As things are now in the country, are you hopeful that democracy you fought for would germinate and grow to be fruitful?

Yes, I am hopeful going by the activities of Lagos State Governor, BabajideOlusolaSanwo-Olu in office within just a year. His performance has shown that our struggle for June 12 would not be in vain. Sanwo-Olu, just like Asiwaju Bola Ahmed Tinubu and Babatunde Raji Fashola (SAN) convinced us that the dividends of democracy are obtainable for the people. I believe with time, things would get better as democracy’s tap root sinks deeper and deeper in our soil.

And with this development, I pray we never sink into the valley of dictatorship in the country. In fact, our experience 27years ago cannot be described even with all the superlative adjectives in the dictionary. Never again must we allow our country to slip back into a situation that dragged the country into such an agonising period 27 years ago.

 

And by your own estimation, are you saying Sanwo-Olu is a beacon of democratic…?

 

(Cuts in)Yes, of course. He has been following the footsteps of Tinubu and Fashola in sustaining the June 12 memory and its ideals by making the dividends of democracy available to the people. His first year performance is a testimony to that.

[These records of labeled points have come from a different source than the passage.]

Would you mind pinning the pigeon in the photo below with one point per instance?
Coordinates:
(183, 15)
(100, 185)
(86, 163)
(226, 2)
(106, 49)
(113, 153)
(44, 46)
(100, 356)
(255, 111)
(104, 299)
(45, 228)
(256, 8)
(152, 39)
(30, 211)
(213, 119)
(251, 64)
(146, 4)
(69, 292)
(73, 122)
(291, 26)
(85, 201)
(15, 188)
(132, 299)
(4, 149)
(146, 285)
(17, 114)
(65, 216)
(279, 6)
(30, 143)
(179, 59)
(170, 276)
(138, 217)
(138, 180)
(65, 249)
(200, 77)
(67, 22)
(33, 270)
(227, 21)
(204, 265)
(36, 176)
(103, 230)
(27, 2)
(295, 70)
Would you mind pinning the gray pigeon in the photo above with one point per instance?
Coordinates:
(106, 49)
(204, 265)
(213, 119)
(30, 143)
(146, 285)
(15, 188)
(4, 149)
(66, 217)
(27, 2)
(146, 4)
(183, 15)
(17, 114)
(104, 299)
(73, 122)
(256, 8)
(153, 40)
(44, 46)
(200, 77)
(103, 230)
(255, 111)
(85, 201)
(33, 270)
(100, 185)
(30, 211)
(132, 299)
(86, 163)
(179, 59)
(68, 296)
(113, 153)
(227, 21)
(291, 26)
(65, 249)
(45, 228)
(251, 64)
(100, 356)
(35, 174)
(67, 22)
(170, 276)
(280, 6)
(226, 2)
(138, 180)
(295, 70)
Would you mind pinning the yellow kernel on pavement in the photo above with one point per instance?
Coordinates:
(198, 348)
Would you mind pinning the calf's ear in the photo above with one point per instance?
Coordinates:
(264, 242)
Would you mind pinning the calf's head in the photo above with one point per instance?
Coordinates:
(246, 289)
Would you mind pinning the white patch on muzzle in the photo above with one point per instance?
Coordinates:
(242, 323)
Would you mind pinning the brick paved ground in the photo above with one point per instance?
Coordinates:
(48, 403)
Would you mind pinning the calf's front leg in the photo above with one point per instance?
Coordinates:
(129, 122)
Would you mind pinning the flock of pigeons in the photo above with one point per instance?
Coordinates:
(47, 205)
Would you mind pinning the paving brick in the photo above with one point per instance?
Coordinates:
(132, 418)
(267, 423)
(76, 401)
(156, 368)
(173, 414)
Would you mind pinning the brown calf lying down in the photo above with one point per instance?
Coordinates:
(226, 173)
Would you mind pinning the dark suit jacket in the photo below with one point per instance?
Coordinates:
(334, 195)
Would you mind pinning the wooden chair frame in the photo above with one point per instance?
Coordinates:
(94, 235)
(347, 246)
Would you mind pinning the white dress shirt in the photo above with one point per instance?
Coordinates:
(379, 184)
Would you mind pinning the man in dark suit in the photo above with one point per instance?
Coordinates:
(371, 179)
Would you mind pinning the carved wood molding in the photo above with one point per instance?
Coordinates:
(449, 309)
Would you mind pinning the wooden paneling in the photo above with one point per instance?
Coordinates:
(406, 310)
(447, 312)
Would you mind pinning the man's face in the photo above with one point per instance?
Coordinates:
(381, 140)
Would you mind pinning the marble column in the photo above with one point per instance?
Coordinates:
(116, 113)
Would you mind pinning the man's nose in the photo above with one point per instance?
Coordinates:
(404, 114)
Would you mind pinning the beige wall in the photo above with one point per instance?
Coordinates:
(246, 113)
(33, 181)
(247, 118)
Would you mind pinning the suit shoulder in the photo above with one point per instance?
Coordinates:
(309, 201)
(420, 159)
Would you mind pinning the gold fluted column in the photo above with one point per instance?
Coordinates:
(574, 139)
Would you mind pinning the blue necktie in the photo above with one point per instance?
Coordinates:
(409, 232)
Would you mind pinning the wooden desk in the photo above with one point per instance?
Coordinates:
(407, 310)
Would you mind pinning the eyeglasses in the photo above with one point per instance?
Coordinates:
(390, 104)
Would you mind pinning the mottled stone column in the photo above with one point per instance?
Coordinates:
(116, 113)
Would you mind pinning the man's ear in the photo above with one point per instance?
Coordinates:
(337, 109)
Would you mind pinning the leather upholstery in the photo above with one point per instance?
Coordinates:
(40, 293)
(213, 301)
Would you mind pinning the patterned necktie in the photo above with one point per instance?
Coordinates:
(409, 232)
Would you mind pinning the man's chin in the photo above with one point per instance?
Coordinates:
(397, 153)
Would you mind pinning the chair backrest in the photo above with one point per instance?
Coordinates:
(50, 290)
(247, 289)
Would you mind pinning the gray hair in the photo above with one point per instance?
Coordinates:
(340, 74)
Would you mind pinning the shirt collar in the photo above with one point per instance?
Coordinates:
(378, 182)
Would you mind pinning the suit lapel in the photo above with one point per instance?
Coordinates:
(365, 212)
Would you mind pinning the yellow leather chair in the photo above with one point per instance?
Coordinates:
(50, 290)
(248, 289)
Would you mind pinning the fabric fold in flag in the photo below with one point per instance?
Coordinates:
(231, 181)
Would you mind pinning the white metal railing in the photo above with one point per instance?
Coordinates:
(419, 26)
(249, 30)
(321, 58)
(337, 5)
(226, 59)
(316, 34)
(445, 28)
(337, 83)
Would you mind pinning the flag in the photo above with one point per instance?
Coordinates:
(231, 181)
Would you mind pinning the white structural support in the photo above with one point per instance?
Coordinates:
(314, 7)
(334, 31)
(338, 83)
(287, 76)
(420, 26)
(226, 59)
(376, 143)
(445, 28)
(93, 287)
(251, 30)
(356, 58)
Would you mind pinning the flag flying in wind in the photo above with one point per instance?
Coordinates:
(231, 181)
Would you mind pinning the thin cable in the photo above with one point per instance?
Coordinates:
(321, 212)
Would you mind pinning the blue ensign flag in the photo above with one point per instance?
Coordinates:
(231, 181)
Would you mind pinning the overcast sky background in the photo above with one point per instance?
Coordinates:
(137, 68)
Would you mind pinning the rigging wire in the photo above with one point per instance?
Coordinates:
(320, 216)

Governor Sanwo-Olu has vindicated the good people of Lagos that they did not make a mistake by voting for him to be their governor.He stole the hearts of the people with his commitment to pay N35, 000 as minimum wage, commitment to a secured state and administration of justice and empowerment schemes.

He thereafter, capped his first year in office with a superlative performance in the way he handled the matter of COVID-19 that brought out the best out of him.

Against this background, I will advise the governor to improve on his first year performance just as I will enjoin the people to double their support for the governor so he can be encouraged to do more and take the state to the next level of economic Eldorado.